The frontend Deployment and related resource hooks rely on sync waves to ensure they are executed in the correct order. Each phase in a sync can contain multiple sync waves. The default sync wave, which all resources that don't specify the argocd.argoproj.io/sync-wave fall on, is 0. Sync waves can be negative, so a wave of -1 will run before all resources on the default wave.

The hook to bring up the maintenance page for the frontend runs on sync wave 1. The frontend Deployment and Service are on wave 2. Then the hook to bring down the maintenance page is on wave 3. This order of waves ensures that the maintenance page is brought up first. While it's up, the changes are made to the frontend resources. Then once their sync is complete, the page is brought back down.

6.3. Sync It!

With an understanding of how the portal Application sync works, go ahead and trigger a sync and watch as the resources are created in a precisely choreographed fashion, rather than all at once.

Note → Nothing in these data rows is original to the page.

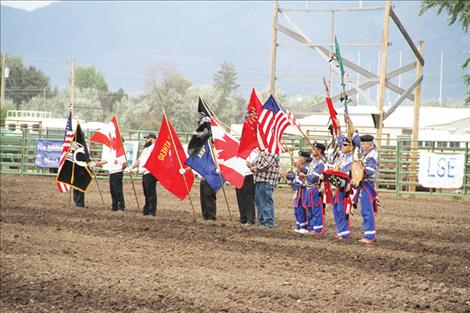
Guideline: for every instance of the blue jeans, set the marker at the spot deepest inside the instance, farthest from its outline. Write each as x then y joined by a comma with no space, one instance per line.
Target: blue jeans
265,204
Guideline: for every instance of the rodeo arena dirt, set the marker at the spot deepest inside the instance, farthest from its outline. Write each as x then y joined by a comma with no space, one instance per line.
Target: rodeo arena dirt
58,259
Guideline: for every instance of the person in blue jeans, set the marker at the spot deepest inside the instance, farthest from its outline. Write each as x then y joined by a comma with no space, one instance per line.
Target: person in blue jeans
266,176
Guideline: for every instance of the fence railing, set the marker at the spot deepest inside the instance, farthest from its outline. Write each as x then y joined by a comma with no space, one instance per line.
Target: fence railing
399,163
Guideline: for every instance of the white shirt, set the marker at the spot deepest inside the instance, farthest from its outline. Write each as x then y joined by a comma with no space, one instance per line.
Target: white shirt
143,159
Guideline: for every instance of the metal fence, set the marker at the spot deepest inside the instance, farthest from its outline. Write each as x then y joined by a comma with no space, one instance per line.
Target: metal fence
399,164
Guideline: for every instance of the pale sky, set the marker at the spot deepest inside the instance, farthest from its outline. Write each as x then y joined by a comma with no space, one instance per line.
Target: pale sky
26,5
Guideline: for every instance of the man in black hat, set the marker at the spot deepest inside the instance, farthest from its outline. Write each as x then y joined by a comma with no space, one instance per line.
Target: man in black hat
299,184
367,193
316,214
149,182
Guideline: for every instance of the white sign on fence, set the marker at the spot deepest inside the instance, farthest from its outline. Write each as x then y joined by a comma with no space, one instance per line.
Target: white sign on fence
439,170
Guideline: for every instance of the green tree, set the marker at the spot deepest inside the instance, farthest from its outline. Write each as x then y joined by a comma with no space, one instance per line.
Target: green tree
87,77
457,10
23,83
226,79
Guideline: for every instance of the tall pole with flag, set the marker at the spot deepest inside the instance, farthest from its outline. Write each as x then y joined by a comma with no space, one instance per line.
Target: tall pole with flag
179,162
211,146
127,162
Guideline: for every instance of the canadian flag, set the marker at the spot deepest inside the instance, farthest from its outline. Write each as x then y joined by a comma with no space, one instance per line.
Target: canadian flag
232,167
111,138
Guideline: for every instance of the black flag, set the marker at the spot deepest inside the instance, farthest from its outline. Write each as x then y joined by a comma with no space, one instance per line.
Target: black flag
203,131
75,170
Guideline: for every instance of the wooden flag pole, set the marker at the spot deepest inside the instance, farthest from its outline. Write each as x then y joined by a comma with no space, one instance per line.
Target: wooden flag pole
127,162
101,194
179,162
220,122
220,176
72,86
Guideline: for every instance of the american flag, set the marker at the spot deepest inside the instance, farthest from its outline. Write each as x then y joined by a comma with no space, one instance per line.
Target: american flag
271,126
292,118
65,148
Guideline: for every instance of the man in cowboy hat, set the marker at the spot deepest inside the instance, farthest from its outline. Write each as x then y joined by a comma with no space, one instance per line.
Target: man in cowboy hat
316,214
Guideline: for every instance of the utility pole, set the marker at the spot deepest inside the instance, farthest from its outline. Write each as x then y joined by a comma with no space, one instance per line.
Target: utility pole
272,72
357,74
72,87
2,90
415,132
383,72
440,78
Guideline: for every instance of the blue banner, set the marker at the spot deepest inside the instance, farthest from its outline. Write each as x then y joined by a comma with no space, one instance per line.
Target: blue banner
202,162
48,152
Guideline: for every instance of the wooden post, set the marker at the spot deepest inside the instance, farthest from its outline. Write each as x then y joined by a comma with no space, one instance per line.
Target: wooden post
211,147
415,132
101,194
72,87
180,164
127,162
272,71
383,72
2,91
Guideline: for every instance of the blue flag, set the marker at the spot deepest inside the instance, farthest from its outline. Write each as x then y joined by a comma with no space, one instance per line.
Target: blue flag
202,162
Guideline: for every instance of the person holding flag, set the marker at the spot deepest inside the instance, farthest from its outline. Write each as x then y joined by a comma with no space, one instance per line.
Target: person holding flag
201,160
248,143
316,214
114,161
75,169
149,182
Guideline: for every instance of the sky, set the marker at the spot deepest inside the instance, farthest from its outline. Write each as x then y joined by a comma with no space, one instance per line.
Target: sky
26,5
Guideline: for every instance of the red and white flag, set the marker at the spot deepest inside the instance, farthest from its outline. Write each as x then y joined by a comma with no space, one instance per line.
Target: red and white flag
271,126
249,137
68,138
110,137
232,167
166,159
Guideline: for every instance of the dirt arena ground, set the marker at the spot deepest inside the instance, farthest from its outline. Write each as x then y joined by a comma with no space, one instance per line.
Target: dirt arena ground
58,259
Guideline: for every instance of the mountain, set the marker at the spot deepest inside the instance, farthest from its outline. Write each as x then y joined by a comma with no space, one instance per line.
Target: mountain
124,39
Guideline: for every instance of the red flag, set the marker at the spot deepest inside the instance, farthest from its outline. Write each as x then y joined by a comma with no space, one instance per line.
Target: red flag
163,162
65,149
249,139
110,137
232,167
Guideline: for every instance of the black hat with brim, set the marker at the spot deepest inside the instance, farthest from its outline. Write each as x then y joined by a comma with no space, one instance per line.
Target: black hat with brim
319,146
367,139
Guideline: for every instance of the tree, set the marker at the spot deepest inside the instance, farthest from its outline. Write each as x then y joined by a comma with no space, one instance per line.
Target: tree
457,10
87,77
23,83
226,79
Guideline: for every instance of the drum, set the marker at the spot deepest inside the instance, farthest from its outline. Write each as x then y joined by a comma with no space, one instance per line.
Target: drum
357,172
336,178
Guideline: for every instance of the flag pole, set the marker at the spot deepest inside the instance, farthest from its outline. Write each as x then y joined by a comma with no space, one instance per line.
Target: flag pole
219,121
220,176
127,162
99,189
72,86
179,161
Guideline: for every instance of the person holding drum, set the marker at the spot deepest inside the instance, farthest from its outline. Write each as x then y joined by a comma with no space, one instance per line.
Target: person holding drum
366,189
316,211
298,184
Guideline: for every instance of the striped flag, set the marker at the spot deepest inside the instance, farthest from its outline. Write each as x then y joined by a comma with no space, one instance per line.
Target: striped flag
65,148
292,118
272,123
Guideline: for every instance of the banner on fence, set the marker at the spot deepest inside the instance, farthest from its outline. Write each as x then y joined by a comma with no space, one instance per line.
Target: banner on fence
438,170
131,148
48,152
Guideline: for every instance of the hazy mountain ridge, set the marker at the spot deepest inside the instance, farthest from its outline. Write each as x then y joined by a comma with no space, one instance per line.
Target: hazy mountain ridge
124,39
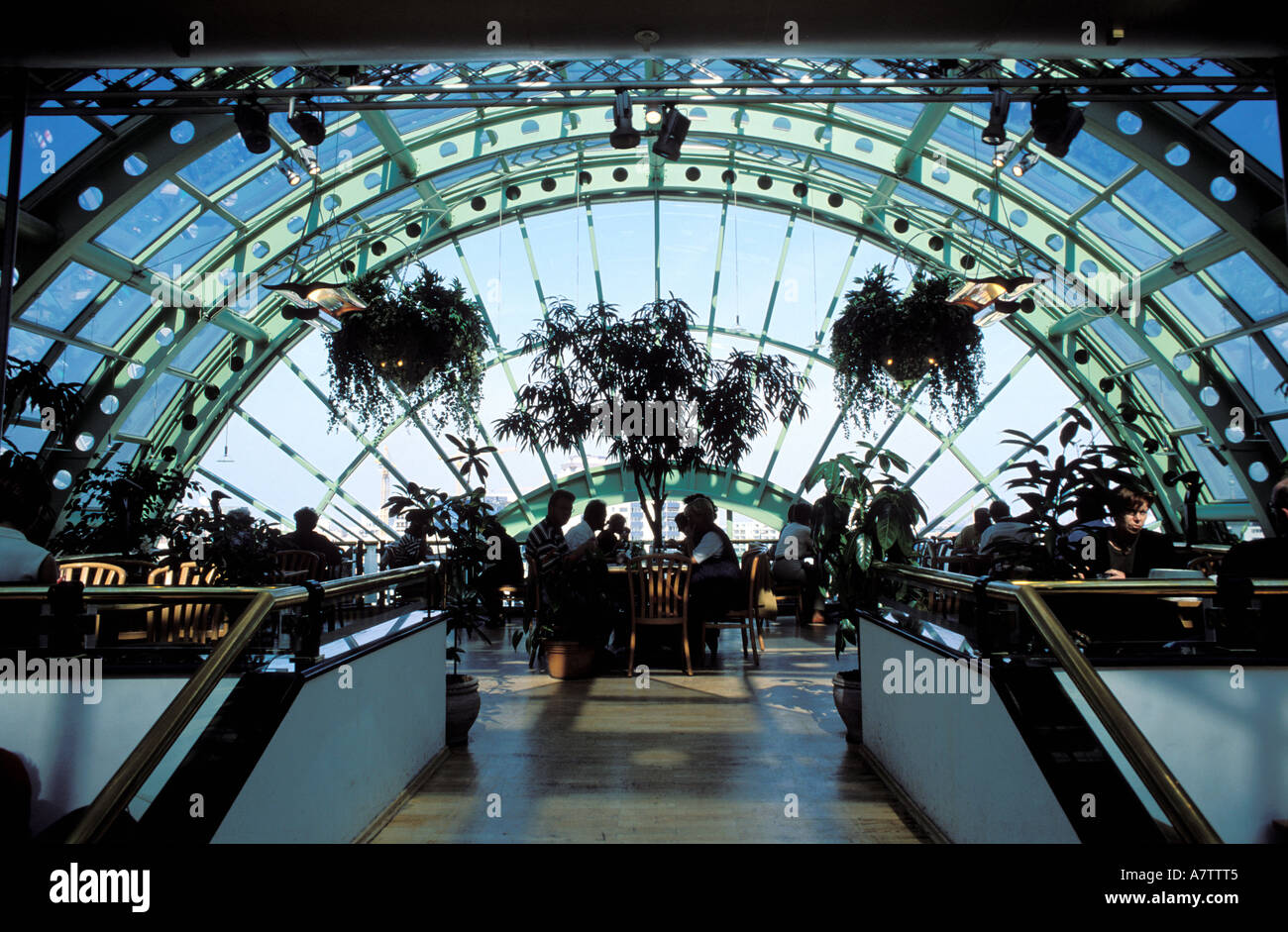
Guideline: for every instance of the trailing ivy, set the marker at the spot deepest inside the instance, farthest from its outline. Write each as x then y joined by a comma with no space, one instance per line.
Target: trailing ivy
883,344
419,338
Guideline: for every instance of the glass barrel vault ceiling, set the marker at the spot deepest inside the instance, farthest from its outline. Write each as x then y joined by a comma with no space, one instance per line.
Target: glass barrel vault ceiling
1137,196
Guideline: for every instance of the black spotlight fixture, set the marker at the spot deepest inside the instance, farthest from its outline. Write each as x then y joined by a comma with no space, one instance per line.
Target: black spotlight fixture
307,125
1055,123
671,133
623,136
252,121
995,134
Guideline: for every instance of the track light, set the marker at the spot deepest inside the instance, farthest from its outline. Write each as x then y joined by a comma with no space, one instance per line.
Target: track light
252,121
623,136
995,134
307,125
1055,123
671,133
1025,162
288,172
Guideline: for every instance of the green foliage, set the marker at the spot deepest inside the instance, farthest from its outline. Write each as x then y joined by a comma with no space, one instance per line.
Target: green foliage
421,339
120,510
866,516
883,345
585,363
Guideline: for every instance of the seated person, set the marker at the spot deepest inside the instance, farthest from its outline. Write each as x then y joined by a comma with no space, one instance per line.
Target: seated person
715,582
505,570
24,493
967,541
790,561
1006,533
591,523
1128,550
305,537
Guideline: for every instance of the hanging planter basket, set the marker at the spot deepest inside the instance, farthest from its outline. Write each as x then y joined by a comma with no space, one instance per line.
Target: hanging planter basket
419,339
885,344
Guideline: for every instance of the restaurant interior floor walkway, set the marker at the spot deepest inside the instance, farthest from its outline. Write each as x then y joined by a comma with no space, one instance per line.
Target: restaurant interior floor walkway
733,753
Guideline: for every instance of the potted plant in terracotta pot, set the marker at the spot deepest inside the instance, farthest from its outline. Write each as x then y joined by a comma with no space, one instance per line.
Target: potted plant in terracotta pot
859,520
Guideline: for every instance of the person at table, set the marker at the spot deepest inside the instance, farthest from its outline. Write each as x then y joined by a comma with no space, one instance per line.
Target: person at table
506,570
307,537
789,564
715,580
967,541
590,525
1131,551
1006,533
24,493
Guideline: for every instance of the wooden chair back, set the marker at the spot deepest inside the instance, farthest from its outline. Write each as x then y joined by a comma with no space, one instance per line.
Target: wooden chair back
185,622
91,573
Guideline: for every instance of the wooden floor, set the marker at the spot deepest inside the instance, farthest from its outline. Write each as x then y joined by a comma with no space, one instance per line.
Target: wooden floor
724,756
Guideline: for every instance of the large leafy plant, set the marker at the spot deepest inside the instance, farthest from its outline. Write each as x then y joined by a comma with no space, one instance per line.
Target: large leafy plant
867,515
420,342
587,364
885,343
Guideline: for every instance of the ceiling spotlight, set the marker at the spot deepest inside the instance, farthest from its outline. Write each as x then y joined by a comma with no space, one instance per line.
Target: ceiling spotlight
623,136
995,134
1055,123
252,121
307,125
671,133
288,171
1025,162
1003,154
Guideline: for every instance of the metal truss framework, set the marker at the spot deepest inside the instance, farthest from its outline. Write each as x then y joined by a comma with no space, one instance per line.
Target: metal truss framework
522,161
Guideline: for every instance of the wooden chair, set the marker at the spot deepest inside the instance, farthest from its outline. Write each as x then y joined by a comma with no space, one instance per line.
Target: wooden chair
1210,564
184,622
660,596
91,573
745,618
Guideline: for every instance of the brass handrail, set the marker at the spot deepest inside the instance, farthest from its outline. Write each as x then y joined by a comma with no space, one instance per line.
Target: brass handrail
1158,778
165,731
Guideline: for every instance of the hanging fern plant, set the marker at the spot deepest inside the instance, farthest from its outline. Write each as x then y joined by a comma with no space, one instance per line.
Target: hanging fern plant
884,344
419,338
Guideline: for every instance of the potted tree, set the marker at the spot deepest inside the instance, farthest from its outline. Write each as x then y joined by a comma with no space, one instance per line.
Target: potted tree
417,342
884,344
864,518
648,389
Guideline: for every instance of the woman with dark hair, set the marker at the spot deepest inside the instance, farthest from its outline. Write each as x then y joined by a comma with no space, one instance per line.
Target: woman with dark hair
24,493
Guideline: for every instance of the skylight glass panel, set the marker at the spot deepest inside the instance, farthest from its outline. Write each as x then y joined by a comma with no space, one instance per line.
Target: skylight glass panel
222,165
146,220
67,296
1125,237
1054,185
1095,158
1247,283
1168,211
189,245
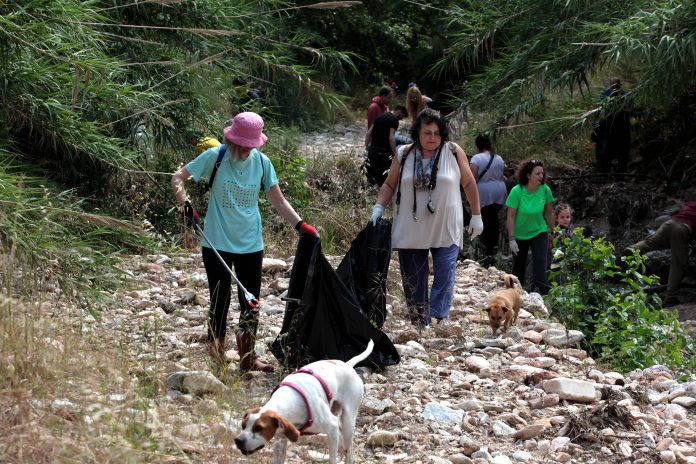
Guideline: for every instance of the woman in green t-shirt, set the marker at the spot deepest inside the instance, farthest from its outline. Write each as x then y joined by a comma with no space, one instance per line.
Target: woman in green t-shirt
529,222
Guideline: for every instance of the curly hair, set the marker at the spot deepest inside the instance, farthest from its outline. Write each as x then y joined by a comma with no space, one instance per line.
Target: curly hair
526,169
428,116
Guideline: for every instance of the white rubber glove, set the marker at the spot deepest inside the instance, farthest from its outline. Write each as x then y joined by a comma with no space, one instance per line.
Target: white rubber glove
377,211
475,226
514,247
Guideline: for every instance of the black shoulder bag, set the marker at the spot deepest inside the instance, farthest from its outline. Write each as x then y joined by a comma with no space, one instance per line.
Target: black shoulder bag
488,166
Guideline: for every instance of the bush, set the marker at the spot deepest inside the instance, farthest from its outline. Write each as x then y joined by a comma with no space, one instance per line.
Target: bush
624,326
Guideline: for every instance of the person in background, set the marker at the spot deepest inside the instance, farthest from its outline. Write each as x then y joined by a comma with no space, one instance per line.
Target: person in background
379,105
529,223
488,169
612,132
564,217
676,233
381,144
233,225
424,181
415,102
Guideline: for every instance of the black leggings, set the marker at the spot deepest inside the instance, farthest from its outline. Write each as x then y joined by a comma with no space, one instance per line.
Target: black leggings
247,267
539,245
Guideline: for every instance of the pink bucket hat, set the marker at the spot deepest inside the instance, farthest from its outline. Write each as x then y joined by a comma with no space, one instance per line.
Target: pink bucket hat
246,130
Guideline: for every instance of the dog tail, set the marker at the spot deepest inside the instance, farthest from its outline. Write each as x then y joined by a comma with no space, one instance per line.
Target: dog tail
355,360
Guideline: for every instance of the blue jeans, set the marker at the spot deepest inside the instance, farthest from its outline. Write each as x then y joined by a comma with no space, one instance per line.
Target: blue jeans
539,245
414,276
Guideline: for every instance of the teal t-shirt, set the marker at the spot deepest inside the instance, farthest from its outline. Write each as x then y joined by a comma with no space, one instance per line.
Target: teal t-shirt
233,220
529,221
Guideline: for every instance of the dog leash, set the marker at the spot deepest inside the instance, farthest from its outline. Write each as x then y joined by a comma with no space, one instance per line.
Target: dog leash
294,386
251,299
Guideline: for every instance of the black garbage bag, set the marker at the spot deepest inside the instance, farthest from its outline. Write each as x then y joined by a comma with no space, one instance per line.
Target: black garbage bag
323,318
364,270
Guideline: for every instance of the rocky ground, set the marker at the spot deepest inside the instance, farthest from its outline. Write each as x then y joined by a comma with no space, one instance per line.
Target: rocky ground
459,395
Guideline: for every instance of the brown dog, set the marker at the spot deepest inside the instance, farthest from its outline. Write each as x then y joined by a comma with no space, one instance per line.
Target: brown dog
504,306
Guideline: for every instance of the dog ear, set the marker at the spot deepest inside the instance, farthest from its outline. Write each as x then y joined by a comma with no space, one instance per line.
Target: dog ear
285,425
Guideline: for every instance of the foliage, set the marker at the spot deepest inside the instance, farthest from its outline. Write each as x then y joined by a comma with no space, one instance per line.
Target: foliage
98,97
623,325
70,251
391,39
526,50
329,191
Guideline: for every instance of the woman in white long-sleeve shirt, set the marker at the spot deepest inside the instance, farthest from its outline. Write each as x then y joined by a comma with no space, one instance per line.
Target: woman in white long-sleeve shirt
487,167
428,215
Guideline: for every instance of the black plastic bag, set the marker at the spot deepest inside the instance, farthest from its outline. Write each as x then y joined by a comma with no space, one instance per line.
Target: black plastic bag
323,318
364,270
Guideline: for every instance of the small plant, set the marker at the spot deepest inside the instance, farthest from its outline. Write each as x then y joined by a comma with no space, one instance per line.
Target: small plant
624,326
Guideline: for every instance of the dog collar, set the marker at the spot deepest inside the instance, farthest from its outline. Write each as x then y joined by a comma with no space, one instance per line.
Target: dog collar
329,396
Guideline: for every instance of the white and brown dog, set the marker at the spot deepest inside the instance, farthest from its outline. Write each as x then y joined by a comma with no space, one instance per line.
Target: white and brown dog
322,397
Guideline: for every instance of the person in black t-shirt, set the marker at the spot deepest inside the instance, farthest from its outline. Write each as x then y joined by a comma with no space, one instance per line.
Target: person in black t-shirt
380,143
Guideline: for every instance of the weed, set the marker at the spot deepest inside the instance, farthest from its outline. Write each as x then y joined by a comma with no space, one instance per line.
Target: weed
624,326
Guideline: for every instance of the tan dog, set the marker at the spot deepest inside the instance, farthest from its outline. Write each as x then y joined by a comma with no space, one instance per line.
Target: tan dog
504,306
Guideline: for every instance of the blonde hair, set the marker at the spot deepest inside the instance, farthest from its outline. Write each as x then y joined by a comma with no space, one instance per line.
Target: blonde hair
414,107
561,207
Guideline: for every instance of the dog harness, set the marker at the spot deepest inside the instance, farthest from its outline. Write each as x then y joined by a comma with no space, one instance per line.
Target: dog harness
329,396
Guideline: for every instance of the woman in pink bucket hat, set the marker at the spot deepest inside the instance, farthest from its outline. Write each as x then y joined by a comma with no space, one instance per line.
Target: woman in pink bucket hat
233,226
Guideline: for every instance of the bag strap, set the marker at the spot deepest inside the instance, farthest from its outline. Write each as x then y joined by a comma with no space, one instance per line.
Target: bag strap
221,155
263,170
487,167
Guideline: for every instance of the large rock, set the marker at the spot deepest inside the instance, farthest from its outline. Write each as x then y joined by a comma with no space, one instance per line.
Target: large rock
571,389
195,382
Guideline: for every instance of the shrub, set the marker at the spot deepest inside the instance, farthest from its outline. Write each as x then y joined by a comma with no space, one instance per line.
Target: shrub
624,326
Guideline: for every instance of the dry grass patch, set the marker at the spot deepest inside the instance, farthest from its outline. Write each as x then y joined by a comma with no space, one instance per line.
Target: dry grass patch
76,394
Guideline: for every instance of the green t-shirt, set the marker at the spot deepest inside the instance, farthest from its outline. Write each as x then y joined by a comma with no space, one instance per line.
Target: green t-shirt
529,221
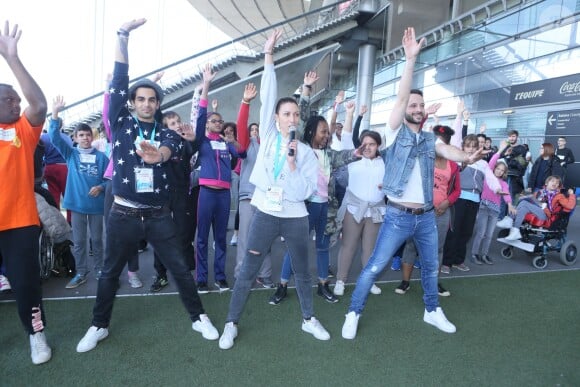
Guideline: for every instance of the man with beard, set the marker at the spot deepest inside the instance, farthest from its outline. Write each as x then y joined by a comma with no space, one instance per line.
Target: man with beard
408,185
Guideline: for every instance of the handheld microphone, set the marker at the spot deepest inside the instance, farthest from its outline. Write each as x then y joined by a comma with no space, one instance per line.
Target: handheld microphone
292,133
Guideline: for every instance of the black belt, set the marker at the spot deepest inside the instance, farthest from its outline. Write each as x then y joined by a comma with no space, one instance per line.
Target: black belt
409,210
139,212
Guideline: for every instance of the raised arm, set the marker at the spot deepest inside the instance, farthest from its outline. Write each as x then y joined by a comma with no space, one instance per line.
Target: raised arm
412,48
37,105
121,52
250,92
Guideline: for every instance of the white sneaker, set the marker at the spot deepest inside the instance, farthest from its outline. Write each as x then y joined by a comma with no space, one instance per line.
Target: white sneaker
338,288
514,235
205,327
40,352
228,336
135,281
4,284
350,325
506,222
92,338
376,290
437,319
315,328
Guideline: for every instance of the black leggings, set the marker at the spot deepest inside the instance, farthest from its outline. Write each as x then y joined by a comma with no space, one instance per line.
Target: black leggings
19,249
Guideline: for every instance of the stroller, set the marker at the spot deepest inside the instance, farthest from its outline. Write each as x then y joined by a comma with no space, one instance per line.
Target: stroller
541,237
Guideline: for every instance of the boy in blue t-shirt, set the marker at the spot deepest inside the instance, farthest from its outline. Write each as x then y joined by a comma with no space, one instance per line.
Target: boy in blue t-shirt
84,195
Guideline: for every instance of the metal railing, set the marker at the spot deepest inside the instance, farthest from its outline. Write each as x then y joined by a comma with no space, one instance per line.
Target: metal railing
249,47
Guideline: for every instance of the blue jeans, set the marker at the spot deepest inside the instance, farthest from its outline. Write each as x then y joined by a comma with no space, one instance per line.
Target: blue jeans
397,227
125,229
79,226
264,229
317,218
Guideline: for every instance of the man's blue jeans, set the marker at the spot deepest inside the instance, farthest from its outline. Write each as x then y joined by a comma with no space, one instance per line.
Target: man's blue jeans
397,227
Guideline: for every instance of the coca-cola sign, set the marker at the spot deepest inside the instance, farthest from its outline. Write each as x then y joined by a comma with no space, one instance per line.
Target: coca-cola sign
562,89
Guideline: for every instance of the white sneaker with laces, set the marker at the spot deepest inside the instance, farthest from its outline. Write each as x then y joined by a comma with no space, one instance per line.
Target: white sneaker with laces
92,338
315,328
228,336
376,290
205,327
350,325
338,288
40,352
4,284
135,281
506,222
514,235
437,319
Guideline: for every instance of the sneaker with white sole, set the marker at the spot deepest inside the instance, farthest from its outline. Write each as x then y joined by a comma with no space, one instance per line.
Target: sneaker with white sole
350,325
92,338
135,281
228,336
514,234
205,327
437,319
376,290
40,352
338,288
315,328
4,284
506,222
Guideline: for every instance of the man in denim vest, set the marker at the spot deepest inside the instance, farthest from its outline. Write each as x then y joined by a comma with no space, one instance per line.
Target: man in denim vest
410,158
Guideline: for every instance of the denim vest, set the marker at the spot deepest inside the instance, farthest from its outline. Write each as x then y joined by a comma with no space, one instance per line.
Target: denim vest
399,160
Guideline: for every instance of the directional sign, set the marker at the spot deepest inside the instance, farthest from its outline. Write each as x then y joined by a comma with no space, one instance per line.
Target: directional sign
562,123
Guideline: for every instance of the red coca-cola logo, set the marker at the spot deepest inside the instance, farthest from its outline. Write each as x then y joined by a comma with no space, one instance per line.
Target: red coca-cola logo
570,87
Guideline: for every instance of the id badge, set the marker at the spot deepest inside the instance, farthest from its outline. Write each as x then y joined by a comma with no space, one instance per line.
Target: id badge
143,180
87,158
274,197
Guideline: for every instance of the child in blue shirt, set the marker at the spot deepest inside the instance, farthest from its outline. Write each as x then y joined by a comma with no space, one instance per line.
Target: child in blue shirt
85,193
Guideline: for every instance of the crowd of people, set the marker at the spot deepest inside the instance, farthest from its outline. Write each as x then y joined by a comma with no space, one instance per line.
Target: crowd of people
412,194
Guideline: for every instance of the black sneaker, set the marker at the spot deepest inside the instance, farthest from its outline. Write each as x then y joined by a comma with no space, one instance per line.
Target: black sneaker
222,285
442,291
280,294
475,258
403,287
202,288
486,259
159,283
325,292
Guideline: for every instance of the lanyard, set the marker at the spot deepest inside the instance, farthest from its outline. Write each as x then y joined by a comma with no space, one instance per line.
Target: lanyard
152,138
279,159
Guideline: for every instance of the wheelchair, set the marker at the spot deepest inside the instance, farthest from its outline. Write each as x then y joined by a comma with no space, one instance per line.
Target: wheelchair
540,238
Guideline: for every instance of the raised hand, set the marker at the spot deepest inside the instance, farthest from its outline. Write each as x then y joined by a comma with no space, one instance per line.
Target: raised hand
310,78
133,24
433,108
410,43
57,105
271,42
9,41
250,92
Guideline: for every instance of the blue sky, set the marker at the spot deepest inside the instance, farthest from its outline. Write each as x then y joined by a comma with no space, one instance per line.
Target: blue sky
67,45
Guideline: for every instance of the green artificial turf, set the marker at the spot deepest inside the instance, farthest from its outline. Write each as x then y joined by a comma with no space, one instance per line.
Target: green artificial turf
512,330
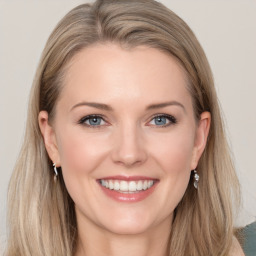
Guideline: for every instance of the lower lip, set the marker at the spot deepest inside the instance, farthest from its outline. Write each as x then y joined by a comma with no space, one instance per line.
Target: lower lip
128,197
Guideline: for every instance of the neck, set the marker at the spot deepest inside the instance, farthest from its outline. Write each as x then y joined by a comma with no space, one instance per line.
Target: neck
101,242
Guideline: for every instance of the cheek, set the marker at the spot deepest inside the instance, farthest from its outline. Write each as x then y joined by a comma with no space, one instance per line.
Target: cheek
80,152
174,152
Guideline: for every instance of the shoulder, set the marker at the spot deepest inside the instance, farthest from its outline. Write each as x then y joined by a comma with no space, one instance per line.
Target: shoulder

  1. In the top bar, click SYNC then SYNCHRONIZE.

7. Review

You have reached the end of the tutorial. You have an Argo CD instance deploying Helm charts from your repo into your cluster.

You no longer manually deploy Helm chart changes. The Application spec describes the process for deploying the Helm charts declaratively. There's no longer a need for direct access to the cluster, removing the primary source of configuration drift.